Pela China Dentro
Desta vez, são dois livros de uma só vez. Não se trata de ficção, mas sim de "diários" pessoais que, na minha opinião, são uma excelente forma de se perceber porque é que se fala tanto da China hoje em dia, como é que esta se está a preparar para ser a próxima super-potência e também quão distantes dos nossos estão ainda os padrões de vida e direitos humanos no Império do Meio, não obstante a brutal evolução que sofreram nos últimos anos.
O primeiro, Pela China Dentro (ao qual roubei o título para baptizar este post), é uma excelente introdução, contada na primeira pessoa, ao que se tem vindo a passar na China nos últimos quinze ou vinte anos. O autor, António Caeiro, foi o correspondente da Agência Lusa em Pequim durante mais de doze anos. Foi para lá pouco depois dos acontecimentos de Tienanmen e assistiu in loco às vertiginosas mudanças que se têm vindo a operar naquele que é o país mais populoso do mundo.

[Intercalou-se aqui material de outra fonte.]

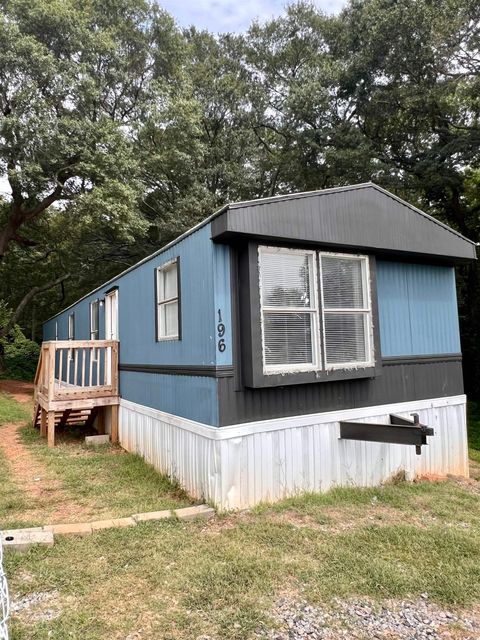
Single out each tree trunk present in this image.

Estão lá todas as contradições possíveis: o "comunismo" do Partido vs. o capitalismo selvagem (até o exército abre hóteis e fábricas); a abertura da economia vs. o apertado controlo da imprensa; a modernização das cidades vs. a desertificação dos campos; a tecnologia mais avançada vs. os métodos e processos mais primitivos; e especialmente as subtilezas da língua, da cultura e da forma de pensar chinesas, tão diferentes das nossas quanto a distância que nos separa.
O livro está ordenado por capítulos cronológicos, alongando-se aqui e acolá nos acontecimentos mais relevantes ou mais marcantes (que muitas vezes passaram absolutamente despercebidos no mundo ocidental), bem como nas diversas viagens feitas a vários locais da China e até mesmo à Coreia do Norte (viagem esta que permite perceber o que era a China há 50 anos atrás).
Lê-se com enorme prazer, seguramente redobrado para quem já tenha visitado a China, como é o caso aqui deste vosso amigo.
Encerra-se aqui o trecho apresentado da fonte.